Herr Burkart, Leiter der Abteilung Einsatz, begrüßte die Teilnehmenden und machte deutlich, dass E-Scooter längst zum Straßenbild gehören, zugleich aber mit steigenden Unfallzahlen und erheblichen Risiken verbunden sind. Die Kampagne „E-Scooter? Nur mit Plan. Regeln kennen. Sicher ankommen.“ setzt deshalb auf Prävention, Kontrollen und eine moderne Marketingstrategie, um insbesondere Jugendliche, Eltern und Schulen besser zu erreichen.
Im Mittelpunkt standen aktuelle Unfallzahlen, typisches Fehlverhalten und konkrete Präventionsmaßnahmen. Dazu zählen die Ansprache von Jugendlichen und Eltern, Aufklärungsarbeit an Schulen, Plakatierungen sowie Kooperationen mit südhessischen Kommunen.
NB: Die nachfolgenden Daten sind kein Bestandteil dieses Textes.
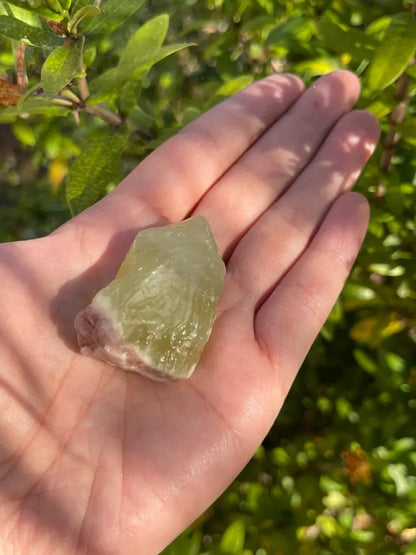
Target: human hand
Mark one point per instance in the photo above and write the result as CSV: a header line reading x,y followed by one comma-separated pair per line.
x,y
97,460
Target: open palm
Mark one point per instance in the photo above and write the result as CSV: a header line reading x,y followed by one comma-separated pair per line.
x,y
97,460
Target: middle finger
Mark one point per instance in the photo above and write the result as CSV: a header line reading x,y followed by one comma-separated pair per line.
x,y
268,168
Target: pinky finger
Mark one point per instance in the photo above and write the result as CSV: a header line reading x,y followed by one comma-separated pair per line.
x,y
290,319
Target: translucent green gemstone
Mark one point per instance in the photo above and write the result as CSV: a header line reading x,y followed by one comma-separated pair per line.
x,y
156,316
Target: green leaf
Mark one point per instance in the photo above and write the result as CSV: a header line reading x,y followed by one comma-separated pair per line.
x,y
81,14
346,41
235,85
16,29
24,132
110,81
40,9
33,107
61,66
394,53
129,96
114,13
95,168
365,361
145,41
232,541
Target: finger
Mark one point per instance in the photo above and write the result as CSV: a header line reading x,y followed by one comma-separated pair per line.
x,y
298,213
289,320
171,181
266,170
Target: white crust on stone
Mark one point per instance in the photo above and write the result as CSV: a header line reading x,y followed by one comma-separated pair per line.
x,y
97,338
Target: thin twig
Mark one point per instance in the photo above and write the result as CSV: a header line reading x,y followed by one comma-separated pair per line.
x,y
106,115
396,118
22,80
84,91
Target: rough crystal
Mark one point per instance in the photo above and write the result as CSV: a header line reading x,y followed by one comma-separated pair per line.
x,y
156,316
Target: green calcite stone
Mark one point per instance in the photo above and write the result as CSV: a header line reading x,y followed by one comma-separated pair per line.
x,y
156,316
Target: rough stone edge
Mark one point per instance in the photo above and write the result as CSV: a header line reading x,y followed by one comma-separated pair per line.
x,y
98,339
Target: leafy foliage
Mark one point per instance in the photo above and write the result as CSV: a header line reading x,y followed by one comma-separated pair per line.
x,y
337,474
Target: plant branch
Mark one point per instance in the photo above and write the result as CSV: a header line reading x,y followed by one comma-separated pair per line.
x,y
396,118
106,115
84,91
22,80
115,119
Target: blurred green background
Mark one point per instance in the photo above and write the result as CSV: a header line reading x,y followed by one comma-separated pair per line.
x,y
337,472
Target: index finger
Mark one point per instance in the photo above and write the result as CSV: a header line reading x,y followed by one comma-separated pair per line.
x,y
169,183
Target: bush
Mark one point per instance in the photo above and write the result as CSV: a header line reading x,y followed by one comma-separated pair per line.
x,y
98,92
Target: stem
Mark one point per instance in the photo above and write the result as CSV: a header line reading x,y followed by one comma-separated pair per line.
x,y
396,118
106,115
22,80
84,91
115,119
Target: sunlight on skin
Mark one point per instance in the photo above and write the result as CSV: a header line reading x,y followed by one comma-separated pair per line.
x,y
95,460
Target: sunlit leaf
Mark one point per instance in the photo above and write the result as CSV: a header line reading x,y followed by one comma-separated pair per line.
x,y
114,13
41,8
40,36
95,168
61,66
394,53
232,541
81,14
351,41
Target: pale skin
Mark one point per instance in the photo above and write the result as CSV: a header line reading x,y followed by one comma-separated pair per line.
x,y
97,460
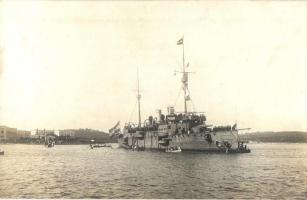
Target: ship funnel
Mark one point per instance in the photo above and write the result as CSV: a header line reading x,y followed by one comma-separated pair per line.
x,y
170,110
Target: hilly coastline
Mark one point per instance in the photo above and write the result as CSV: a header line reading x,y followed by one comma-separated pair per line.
x,y
282,136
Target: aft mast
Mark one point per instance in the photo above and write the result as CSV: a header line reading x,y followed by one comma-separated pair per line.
x,y
139,99
184,79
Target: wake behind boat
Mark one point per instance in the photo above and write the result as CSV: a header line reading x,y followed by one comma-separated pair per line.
x,y
187,129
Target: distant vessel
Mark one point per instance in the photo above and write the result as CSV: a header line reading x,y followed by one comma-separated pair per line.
x,y
49,142
173,150
186,130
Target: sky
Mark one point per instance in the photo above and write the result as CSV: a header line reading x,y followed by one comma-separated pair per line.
x,y
74,64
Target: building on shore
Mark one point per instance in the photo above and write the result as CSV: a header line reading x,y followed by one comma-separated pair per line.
x,y
8,133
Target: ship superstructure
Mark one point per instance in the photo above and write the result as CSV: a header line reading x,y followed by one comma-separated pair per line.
x,y
187,130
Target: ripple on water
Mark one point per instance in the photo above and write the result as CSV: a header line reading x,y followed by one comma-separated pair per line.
x,y
270,171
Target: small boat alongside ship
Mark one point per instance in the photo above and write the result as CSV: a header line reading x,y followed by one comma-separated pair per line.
x,y
97,145
175,149
186,130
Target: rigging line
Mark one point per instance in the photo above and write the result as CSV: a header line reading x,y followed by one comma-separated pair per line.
x,y
191,100
177,97
132,112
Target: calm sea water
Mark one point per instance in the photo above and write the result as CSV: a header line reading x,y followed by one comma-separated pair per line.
x,y
270,171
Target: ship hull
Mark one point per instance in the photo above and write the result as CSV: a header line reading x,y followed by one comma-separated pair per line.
x,y
187,142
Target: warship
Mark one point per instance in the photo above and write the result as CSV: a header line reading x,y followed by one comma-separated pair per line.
x,y
186,130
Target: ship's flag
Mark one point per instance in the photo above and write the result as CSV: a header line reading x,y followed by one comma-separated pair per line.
x,y
180,42
115,130
234,127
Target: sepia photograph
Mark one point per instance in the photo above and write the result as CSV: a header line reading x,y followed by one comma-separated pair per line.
x,y
153,99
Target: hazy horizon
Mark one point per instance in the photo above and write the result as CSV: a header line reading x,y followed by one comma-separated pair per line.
x,y
74,64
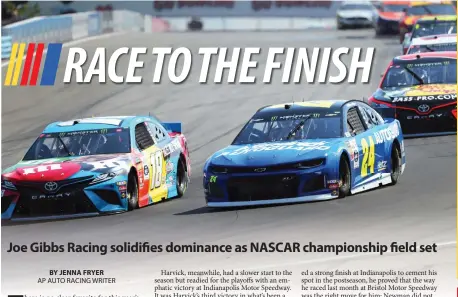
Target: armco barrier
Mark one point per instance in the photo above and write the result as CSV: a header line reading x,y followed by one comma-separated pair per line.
x,y
248,23
64,28
6,46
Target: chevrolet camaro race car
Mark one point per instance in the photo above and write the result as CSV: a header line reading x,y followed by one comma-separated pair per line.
x,y
306,151
430,26
420,91
97,166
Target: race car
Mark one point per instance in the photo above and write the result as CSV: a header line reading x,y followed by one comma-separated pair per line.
x,y
430,26
389,15
355,14
436,43
93,166
419,9
420,91
305,151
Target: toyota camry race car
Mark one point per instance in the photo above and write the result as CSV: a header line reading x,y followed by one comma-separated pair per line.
x,y
97,166
420,91
436,43
305,151
430,26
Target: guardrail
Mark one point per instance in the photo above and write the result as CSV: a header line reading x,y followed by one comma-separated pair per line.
x,y
6,46
64,28
180,24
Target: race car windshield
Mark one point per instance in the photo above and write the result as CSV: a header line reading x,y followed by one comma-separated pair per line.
x,y
432,9
356,7
80,143
393,8
412,74
436,28
441,47
284,128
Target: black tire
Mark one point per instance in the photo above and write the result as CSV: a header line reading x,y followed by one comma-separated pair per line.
x,y
396,163
181,178
344,178
132,192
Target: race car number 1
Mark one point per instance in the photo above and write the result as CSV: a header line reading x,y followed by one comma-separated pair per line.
x,y
368,156
156,170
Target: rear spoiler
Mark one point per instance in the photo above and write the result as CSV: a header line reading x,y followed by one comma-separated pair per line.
x,y
172,127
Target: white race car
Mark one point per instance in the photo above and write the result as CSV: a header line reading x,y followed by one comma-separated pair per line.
x,y
356,14
436,43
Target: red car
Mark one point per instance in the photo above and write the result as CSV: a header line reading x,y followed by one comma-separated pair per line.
x,y
418,9
389,15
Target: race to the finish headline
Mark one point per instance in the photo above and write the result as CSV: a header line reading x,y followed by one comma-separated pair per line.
x,y
176,65
252,247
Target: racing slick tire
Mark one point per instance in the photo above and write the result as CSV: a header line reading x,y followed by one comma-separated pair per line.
x,y
182,178
396,161
132,192
344,178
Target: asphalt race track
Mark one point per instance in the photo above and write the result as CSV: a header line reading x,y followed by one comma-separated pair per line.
x,y
422,207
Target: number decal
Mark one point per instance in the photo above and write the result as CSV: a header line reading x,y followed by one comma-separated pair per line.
x,y
156,170
368,156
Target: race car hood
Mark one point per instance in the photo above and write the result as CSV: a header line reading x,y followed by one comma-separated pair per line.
x,y
434,92
63,168
393,16
355,14
273,153
410,20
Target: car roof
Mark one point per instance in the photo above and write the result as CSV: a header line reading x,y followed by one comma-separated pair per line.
x,y
314,106
423,3
93,123
440,18
417,56
436,39
392,2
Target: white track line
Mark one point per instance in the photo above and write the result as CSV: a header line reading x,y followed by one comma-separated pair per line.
x,y
74,42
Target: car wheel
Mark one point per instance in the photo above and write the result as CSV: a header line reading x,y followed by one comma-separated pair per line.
x,y
396,161
344,178
339,26
132,192
181,178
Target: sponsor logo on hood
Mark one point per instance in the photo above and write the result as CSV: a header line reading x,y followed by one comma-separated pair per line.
x,y
424,98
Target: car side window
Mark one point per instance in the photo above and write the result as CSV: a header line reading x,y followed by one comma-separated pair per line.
x,y
143,137
157,133
369,117
354,123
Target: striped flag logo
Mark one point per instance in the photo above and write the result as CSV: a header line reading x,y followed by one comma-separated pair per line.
x,y
32,64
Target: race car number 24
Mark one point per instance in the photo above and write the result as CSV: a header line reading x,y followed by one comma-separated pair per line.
x,y
156,169
368,156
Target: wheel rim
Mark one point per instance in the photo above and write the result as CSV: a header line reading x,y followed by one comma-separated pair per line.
x,y
395,164
344,176
132,193
182,178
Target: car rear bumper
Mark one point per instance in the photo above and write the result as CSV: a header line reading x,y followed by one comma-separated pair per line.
x,y
272,201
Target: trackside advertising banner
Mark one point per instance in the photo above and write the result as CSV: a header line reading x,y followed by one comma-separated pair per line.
x,y
237,163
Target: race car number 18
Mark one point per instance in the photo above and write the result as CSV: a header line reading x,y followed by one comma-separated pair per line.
x,y
368,156
156,169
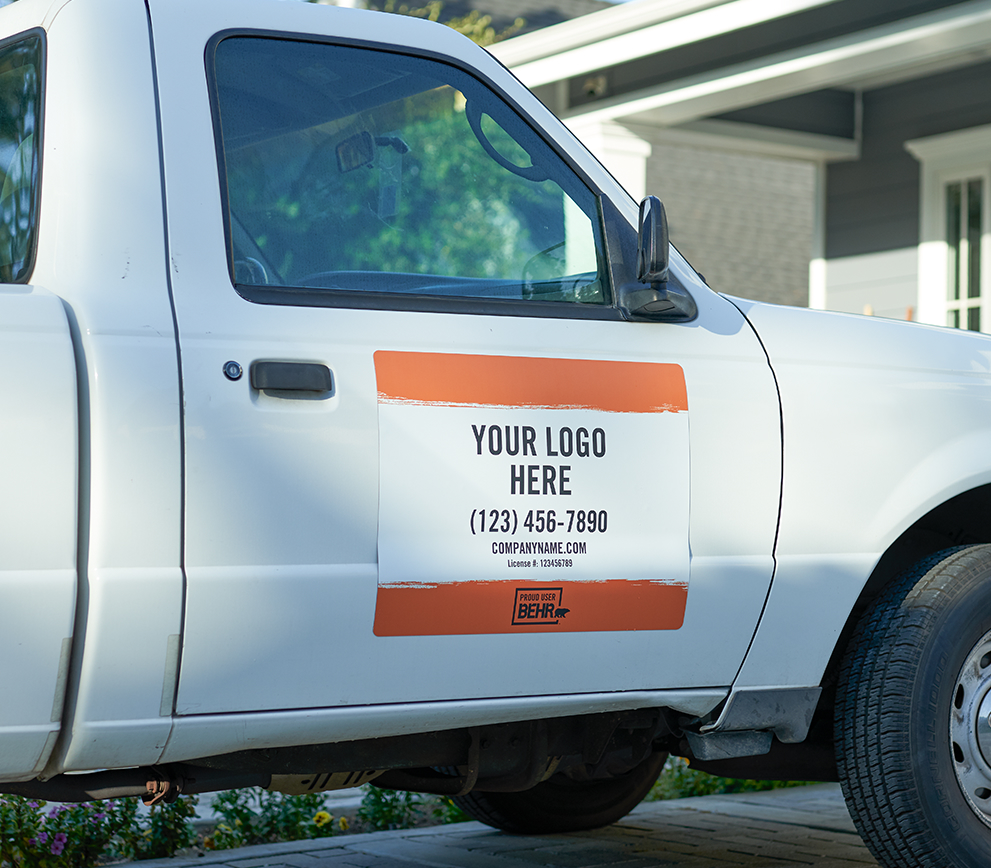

Die Kampagne verbindet die polizeiliche Arbeit mit der Unterstützung starker kommunaler Partner. So entstehen einheitliche Botschaften, mehr Reichweite und ein abgestimmtes Vorgehen vor Ort. Ralf Drexelius, Leiter der Jugendverkehrsschulen und verantwortlich für Verkehrsprävention, sowie Florian Sauerwein, verantwortlich für Medien und strategische Kommunikation, stellten die Kampagne vor. André Wanko sprach über Bußgelder, Technik sowie Manipulationen und Tuning an E-Scootern.
Ordnungsämter, Polizei und Stadtpolizei werden künftig verstärkt kontrollieren und Verstöße konsequent ahnden. Gleichzeitig bleibt der Austausch auf Augenhöhe ein wichtiger Bestandteil der Kampagne, weil vielen Eltern und Jugendlichen die Regeln und Risiken im Alltag nicht immer bekannt sind.